BRIGHT LIGHT AND SUNSHINE...AND BIRDIES..


This is my canary "Cheap" because he didn't cost a cent. He was a gift from my daughter four Christmas' ago. He glares at me constantly...I have asked..but he won't say why... Do you s'pose it because I painted roses on his cage..and he is NOT a she?

PRIMITIVES, NOT TOO MANY...


This is another "Primitive" I could not pass up. And..of course I love lamps. I have a weakness for tiny lights and this one also added the Valentine theme. Just so sweet. Please note the verticals in the background. The beautiful red check "County Fair" drapes are being made as we speak. Yes...I will be HAPPY to show you the after. ~smile~ I tucked this one away on top of some picnic baskets.

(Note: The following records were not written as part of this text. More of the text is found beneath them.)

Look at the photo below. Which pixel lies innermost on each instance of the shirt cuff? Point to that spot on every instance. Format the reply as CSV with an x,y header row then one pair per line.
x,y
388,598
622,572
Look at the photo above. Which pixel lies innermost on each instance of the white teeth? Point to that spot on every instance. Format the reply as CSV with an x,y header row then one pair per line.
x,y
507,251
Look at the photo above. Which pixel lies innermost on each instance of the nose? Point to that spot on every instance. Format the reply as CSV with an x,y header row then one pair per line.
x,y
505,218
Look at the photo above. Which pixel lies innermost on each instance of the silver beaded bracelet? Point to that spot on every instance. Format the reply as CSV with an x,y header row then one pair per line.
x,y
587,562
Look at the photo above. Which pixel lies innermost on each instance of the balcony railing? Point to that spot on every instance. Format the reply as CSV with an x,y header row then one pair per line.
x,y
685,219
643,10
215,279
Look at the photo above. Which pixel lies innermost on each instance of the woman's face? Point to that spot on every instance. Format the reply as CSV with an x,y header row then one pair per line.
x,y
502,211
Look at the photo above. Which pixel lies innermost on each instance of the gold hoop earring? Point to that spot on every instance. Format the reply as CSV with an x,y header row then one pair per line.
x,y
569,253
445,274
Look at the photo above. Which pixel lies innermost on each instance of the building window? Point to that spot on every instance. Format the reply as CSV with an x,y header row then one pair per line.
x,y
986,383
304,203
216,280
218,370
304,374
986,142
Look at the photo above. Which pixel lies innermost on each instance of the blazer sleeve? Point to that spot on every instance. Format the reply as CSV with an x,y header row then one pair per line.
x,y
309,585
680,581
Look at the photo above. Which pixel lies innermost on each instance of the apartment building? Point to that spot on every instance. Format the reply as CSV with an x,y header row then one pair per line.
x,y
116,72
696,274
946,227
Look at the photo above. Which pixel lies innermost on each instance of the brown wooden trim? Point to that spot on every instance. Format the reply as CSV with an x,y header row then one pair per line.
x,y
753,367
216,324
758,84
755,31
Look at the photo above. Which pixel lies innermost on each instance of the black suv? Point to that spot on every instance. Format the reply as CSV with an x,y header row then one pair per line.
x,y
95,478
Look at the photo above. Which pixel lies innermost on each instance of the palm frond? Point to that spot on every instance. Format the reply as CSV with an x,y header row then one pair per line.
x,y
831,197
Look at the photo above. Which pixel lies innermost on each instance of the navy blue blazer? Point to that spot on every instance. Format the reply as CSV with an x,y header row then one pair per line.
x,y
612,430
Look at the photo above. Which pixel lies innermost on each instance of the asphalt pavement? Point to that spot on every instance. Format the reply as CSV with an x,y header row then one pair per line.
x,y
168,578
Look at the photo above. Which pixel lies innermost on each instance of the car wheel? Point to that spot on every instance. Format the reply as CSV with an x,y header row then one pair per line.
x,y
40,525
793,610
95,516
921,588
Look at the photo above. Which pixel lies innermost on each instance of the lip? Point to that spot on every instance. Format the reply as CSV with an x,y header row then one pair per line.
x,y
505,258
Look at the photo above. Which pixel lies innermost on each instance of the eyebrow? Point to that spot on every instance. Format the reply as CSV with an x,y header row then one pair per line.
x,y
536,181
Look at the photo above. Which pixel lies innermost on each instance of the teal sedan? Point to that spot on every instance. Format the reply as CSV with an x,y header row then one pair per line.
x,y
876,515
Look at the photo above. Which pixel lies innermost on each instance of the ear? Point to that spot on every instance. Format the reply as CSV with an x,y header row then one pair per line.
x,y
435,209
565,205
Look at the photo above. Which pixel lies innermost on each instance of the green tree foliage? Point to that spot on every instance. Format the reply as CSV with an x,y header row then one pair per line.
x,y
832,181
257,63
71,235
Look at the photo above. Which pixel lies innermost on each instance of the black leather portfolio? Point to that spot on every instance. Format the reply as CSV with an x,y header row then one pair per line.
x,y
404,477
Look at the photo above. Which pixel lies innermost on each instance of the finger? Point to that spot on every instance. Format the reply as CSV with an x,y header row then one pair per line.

YES, IT CAME OVER THE ROCKIES..BY JET!


This is the precious old treadle sewing machine that Howard and his wife took apart and hauled clear across the country. It is one of the things he contributed to our household. It belonged to his grandmother. I will take such good care of it.
(The carpet will be a soft moss green one day..) Hardwood...not sure.

THE JOYS OF EBAY...


I bought this sweet little painting from a woman on ebay. I love it..but can't decide whether to frame it or not. You can see the artists name on the painting.
I had a terrible time making up my mind..but decided on this. The red cherries? Probably..but...pinecones were a close second. Might have to go back..

Friday, January 2, 2009

COZY LITTLE CORNER...


I didn't do the best job photographing this room but this is a sweet little corner where the canary lives in his little cage. A place to curl up with a good book or sit and chat. There are books on the market that tell of this home where the author raised her family. The grounds are amazing.

DESSERTS FROM OUR BAKERY


This is my favorite spot. I wonder why? ~smile! Fresh baked puddings and pies, a warm fire, family, friends and a new granddaughter. What a nice time it all was!

THE SUNROOM


In the photo are my grandson's wife holding their first child, a baby girl we named Emily. With her is her sister who is visiting from Columbia. The table is huge. Very old and very heavy. This was taken Christmas day. Valentines will be in abundance soon. In the background you can see a second huge fireplace in the living room.

WINDOWS IN ODD PLACES...


Oddly enough, this window looks into the dining room. The dessert buffet was just on the other side.

"STEPBACK CUPBOARD?"


This lovely little cupboard was built by my son for his sister. He also built her coffee table which is amazing.

LOVELY OLD FIREPLACE


I know it is after Christmas but I had to show you this huge old fireplace. It is in the dining room just off the kitchen. Unfortunately the picture was taken with a chair and a sweater over the back of it..blocking the fire.
shoot!

DUTCH DOORS..so charming!


My daughter bought this lovely old home. It belonged to a famous author,
Emilie Barnes. We spend our holidays here and it is just lovely. Usually there are close to fifty people at a time. Such a wonderful history this home has!